13.4 The Scale of the Opportunity
AI is not a single-sector technology. It affects every sector simultaneously. Natural language interfaces mean that the implementation cost is near zero. The Large Accounting Model means that the gains are visible, decomposed, and reliability-weighted. Central banks can run the economy hotter because they can see what is happening. Businesses can invest with confidence because the information is accurate. Workers can share in the growth because monetary policy is not suppressing it.
14. Conclusion
Five hundred years ago, Luca Pacioli formalised double-entry bookkeeping. It was a system for tracking money at points in time. It required a general ledger, adjusting journals, and reconciliation at every boundary. It worked. It also created an entire profession dedicated to the mechanical process of making the numbers agree.
The Large Accounting Model replaces this with two innovations, one expansion, and one currency.
The first innovation is Period Entry: recording transactions with their economic lifespan, so that accruals, depreciation, prepayments, and deferrals are computed automatically. This eliminates the general ledger.
The second innovation is co-signature: four identified parties cryptographically signing a single shared value. This eliminates bank, customer, supplier, and intercompany reconciliation. The transaction is proved at source.
The expansion is the knowledge ledger: tracking Competence and its reliability, Collaboration and its reliability, Curiosity and its reliability, alongside the monetary value.
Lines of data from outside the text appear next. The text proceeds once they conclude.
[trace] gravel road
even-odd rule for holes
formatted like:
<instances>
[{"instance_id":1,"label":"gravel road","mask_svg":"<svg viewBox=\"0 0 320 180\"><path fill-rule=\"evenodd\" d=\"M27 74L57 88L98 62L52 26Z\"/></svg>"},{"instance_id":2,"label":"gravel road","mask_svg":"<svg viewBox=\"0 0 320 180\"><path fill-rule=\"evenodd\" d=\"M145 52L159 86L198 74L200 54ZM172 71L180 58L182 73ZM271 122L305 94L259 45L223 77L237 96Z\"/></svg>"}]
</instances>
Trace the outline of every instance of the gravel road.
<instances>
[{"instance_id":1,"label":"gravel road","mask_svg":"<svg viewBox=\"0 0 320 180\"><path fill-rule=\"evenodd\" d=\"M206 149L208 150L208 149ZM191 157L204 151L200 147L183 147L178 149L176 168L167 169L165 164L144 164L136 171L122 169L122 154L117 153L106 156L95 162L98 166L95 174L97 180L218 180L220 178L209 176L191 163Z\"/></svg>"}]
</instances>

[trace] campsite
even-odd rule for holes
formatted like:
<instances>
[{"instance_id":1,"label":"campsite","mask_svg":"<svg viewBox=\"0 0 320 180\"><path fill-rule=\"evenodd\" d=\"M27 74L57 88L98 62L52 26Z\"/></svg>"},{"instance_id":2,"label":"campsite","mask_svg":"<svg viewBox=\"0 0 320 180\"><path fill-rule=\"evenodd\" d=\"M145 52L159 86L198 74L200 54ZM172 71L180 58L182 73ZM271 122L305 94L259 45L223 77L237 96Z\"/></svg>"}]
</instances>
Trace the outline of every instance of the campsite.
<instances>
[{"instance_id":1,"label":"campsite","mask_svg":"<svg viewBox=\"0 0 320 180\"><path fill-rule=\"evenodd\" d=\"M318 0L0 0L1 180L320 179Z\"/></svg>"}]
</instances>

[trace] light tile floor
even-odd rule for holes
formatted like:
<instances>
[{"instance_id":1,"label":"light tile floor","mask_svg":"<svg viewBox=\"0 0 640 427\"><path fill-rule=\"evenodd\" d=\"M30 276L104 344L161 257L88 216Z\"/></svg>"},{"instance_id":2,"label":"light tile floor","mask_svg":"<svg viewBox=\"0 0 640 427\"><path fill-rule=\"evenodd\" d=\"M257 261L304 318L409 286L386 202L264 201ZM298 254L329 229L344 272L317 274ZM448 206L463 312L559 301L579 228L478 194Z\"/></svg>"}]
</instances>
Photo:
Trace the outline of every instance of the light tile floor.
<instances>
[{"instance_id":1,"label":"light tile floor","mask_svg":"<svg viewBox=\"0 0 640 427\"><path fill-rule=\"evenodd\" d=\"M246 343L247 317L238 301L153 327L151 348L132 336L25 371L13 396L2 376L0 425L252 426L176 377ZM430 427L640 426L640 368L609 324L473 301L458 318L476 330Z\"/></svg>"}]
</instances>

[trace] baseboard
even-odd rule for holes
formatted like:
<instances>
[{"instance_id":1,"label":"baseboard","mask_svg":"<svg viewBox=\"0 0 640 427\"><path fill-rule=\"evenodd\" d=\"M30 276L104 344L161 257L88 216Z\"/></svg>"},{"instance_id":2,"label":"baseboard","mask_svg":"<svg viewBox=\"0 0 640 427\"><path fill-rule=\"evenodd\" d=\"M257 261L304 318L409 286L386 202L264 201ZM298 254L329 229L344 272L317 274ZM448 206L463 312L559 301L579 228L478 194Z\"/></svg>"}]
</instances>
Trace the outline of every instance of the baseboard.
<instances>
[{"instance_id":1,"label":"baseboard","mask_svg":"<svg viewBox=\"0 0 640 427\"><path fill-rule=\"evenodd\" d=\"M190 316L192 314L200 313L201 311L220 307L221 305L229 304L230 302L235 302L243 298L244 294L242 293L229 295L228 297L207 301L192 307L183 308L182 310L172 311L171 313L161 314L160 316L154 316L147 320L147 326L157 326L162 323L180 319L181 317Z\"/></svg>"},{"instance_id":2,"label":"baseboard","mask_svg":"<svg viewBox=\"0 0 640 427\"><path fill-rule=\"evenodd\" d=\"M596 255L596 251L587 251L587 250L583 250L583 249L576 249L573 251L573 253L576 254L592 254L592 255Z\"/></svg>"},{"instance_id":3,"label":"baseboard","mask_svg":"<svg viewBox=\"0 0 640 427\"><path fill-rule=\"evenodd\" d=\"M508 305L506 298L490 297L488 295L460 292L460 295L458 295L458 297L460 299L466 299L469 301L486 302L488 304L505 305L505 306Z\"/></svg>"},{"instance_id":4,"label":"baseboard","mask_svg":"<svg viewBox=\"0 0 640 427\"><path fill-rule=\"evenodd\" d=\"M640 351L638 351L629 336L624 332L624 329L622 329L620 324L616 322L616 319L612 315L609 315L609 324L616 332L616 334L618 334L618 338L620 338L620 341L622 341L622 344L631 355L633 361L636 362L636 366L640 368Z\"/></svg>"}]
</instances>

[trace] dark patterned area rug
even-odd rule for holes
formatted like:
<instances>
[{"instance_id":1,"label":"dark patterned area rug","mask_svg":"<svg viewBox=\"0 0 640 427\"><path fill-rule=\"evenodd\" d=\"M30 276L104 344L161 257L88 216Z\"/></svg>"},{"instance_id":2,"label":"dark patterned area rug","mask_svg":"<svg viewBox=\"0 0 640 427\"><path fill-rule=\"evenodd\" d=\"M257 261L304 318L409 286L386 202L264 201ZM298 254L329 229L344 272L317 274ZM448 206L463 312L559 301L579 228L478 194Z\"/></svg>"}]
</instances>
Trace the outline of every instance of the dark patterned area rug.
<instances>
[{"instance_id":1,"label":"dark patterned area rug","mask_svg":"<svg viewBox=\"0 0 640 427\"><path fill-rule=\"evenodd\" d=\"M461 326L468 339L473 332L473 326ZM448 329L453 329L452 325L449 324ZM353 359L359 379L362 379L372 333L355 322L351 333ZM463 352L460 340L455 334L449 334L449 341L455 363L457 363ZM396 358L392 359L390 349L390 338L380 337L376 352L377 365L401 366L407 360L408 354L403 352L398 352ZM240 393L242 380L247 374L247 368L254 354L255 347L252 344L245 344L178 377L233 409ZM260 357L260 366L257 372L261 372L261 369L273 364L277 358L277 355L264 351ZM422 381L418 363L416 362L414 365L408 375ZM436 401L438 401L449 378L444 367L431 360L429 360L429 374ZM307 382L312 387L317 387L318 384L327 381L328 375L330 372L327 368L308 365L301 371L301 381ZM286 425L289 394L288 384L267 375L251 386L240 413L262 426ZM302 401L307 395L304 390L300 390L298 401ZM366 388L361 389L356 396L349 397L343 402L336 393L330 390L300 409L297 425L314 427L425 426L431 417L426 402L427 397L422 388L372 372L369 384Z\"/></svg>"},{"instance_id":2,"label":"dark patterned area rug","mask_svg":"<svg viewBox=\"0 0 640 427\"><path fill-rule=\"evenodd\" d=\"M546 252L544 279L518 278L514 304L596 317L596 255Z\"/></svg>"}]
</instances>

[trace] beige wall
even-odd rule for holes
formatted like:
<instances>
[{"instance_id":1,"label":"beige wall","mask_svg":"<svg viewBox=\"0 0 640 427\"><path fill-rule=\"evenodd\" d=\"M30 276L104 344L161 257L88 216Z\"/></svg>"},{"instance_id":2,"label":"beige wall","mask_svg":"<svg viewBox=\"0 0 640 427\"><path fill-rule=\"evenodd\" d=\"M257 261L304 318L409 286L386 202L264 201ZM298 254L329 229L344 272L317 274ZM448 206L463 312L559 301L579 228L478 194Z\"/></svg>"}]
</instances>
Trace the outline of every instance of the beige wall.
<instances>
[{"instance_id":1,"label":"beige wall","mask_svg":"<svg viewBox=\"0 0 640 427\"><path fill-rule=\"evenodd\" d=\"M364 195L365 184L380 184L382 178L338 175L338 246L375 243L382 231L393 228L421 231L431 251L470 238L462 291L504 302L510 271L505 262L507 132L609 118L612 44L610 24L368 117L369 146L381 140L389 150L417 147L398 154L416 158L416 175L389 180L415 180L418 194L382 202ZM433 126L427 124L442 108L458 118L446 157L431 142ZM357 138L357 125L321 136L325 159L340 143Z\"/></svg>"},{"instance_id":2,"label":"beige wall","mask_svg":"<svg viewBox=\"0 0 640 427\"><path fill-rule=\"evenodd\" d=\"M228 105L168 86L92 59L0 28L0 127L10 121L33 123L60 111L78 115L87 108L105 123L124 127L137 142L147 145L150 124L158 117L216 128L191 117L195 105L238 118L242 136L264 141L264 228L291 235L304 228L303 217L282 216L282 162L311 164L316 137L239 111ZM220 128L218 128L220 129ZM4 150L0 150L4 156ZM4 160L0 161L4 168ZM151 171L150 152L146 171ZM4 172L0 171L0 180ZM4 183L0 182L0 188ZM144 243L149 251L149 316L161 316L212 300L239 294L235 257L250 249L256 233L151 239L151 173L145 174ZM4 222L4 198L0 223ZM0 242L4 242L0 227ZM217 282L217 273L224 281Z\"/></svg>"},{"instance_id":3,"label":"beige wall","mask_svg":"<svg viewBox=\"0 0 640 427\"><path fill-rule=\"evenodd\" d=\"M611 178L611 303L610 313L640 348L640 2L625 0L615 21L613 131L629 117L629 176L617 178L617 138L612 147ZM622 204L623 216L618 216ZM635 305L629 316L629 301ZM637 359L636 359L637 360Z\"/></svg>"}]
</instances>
Co-signed by tutors and students, accumulated over a lifetime, replacing the binary credential with a continuous, multi-dimensional, reliability-weighted measure of what a person knows and how well they work.
The currency is the Spenny — study penny — issued by the Bank of Learning, backed by the accumulated knowledge of the network, and circulating through every learning transaction on the system. Spennies fund development through presale to early participants, flow through tutorials and content, and appreciate as the network's co-signed Competence grows. A currency backed not by government decree or speculative demand but by measurable, auditable, reliability-weighted human knowledge.
The economic model — market size, share, price, cost, capital structure — lives inside the Period Entry as explicit, visible dimensions. Beta and beta reliability emerge from the channel structure. The model is not separate from the data. The model is the data. Forecasts extend from transaction end dates. Knowledge accumulation precedes and predicts economic growth. Symmetric information increases economic efficiency. Transparency removes corruption. Every company becomes listable. Every dimension becomes tradeable. Monetary policy becomes precise enough to let the economy run.
And the timing is not accidental. AI is collapsing the cost of software to near zero. Natural language programming makes the specification the implementation. The Large Accounting Model does not need a decade-long infrastructure programme. It needs its components described clearly enough for AI to build them — and for those components to be open source, ubiquitous, and free. The technology that makes the Large Accounting Model possible is the same technology whose economic gains the Large Accounting Model is designed to capture and distribute.
This is what accounting was always trying to be: a complete, honest, real-time record of economic reality. It just needed to track both accumulations — money and knowledge — it needed the parties who know the truth to sign it — and it needed the moment when building it became as simple as describing it.